Nowe homologacje bardzo cieszą spółkę Litex Motors, która jest współwłaścicielem bułgarskiej fabryki GWM. Te modele trafią na linie produkcyjne pod koniec 2013 roku, natomiast już w lutym rozpocznie się montaż Voleexa C10, a pod koniec roku pickupa Steed i terenowego Havala. Wcześniej europejską homologację otrzymały modele Florid, Coolbear, Haval i Wingle.

Litex Motors inwestuje wiele środków na reklamę chińskich modeli. Bułgarska spółka rozpoczęła m.in. innoacyjne prezentacje Voleexa C10 w szklanych sześcianach oraz wzorem zachodnich koncernów postawiła na celebrytów. O wizerunek GWM dbać będzie najsłynniejszy piłkarz tego kraju, czyli Christo Stoiczkow. Reklamy telewizyjne i liczne kampanie promujące azjatycką markę, mają przyczynić się od osiągnięcia sprzedaży 2 tys. aut w 2012 roku i to tylko na rynku lokalnym.

Nie ma jeszcze prognoz dotyczących kolejnych lat, ale firma bardzo liczy na dużą popularność sedana Voleex C30. To najbezpieczniejszy jak do tej pory model GWM, który przez pierwsze 17 miesięcy znalazł w Chinach ponad 200 tys. klientów. Model C20R jest odpowiedzią na coraz popularniejsze crossovery i podobnie jak konkurenci będzie oferowany z napędem na cztery koła. Być może zyska większą popularność w krajach Europy Zachodniej.

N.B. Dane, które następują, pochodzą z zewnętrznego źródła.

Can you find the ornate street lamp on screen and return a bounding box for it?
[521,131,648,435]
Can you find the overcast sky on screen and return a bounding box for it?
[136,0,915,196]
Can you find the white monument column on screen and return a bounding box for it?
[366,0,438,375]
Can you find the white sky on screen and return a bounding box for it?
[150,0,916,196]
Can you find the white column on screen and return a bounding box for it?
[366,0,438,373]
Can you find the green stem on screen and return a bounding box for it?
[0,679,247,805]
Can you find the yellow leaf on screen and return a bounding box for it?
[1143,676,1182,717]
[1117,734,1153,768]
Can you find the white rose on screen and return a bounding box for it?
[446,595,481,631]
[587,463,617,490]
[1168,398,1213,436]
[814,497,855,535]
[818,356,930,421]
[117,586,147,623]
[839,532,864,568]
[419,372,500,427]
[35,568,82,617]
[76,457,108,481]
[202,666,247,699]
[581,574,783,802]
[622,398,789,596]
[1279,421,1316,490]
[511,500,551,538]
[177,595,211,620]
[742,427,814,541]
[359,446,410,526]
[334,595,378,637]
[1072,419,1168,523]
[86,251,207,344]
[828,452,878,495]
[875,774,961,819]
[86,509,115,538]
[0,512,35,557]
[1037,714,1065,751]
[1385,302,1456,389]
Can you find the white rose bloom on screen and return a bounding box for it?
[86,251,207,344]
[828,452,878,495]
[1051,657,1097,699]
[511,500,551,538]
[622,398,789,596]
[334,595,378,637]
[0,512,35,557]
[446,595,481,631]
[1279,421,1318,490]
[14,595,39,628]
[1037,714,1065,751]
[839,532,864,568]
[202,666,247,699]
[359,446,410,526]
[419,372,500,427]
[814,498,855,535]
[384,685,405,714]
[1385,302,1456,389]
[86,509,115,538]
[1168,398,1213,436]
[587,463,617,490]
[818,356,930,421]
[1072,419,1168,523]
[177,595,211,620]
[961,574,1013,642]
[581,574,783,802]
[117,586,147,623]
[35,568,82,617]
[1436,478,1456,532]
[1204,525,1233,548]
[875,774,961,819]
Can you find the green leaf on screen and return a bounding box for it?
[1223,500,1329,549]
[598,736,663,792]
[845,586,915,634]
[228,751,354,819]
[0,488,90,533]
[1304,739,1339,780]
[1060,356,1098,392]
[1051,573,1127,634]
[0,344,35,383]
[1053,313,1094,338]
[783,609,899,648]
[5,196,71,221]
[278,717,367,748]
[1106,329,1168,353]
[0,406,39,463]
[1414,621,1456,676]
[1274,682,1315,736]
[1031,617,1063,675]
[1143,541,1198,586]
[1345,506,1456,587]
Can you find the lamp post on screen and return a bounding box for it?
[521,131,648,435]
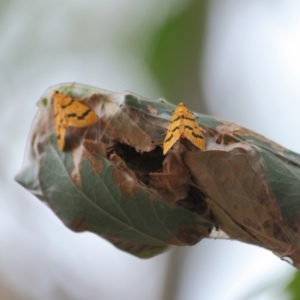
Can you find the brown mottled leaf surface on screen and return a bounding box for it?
[16,84,300,268]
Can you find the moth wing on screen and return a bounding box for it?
[55,114,67,151]
[64,101,98,127]
[184,120,205,150]
[163,109,181,155]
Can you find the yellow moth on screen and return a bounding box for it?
[163,103,205,154]
[52,91,98,151]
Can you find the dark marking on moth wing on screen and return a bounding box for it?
[66,109,92,120]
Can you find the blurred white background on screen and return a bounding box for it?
[0,0,300,300]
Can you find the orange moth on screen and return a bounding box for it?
[163,103,205,154]
[52,91,98,151]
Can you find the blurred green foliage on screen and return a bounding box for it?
[146,0,208,113]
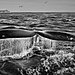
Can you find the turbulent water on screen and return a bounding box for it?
[0,12,75,75]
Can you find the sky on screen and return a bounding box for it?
[0,0,75,12]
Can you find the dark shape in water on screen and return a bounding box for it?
[36,31,75,42]
[0,29,35,39]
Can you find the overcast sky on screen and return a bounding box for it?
[0,0,75,12]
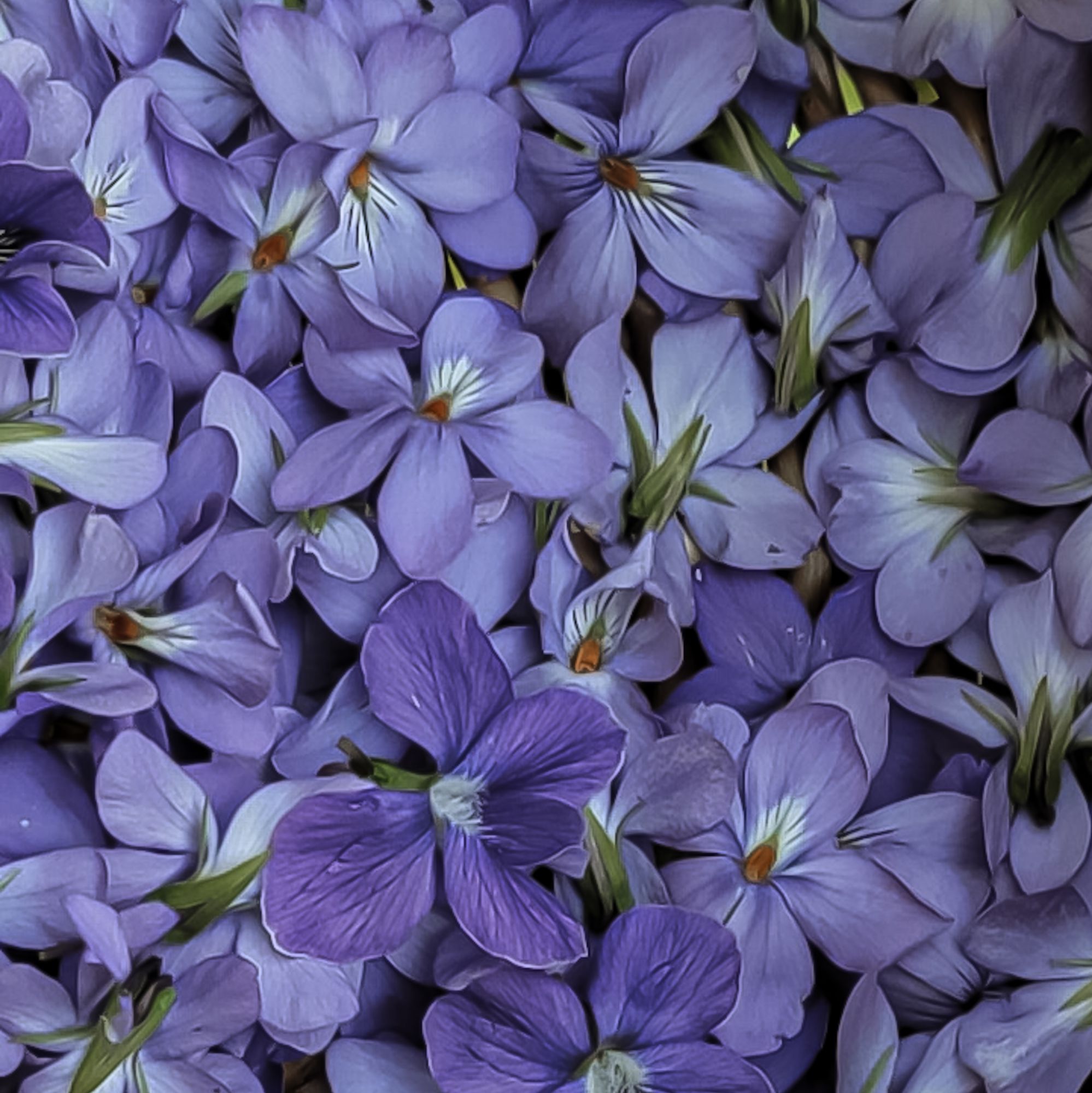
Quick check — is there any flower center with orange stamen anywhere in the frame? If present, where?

Bułgaria nie ma wielu doświadczeń w produkcji aut, dlatego informacja o chińskiej inwestycji cieszy się sporym zainteresowaniem lokalnych mediów. Wcześniej, pod koniec lat 60, w Bułgarii wytwarzane były modele marek Fiat i Renault. W czasach komunizmu, lata 1967-1998, to okres produkcji rosyjskiego Moskwicza. Ostatnim producentem był Rover, który miał tu swoją halę montażową w latach 1995-1996. Po 15 latach przerwy, Bułgaria ma więc niepowtarzalną szansę aby na stałe powrócić na motoryzacyjną mapę Europy.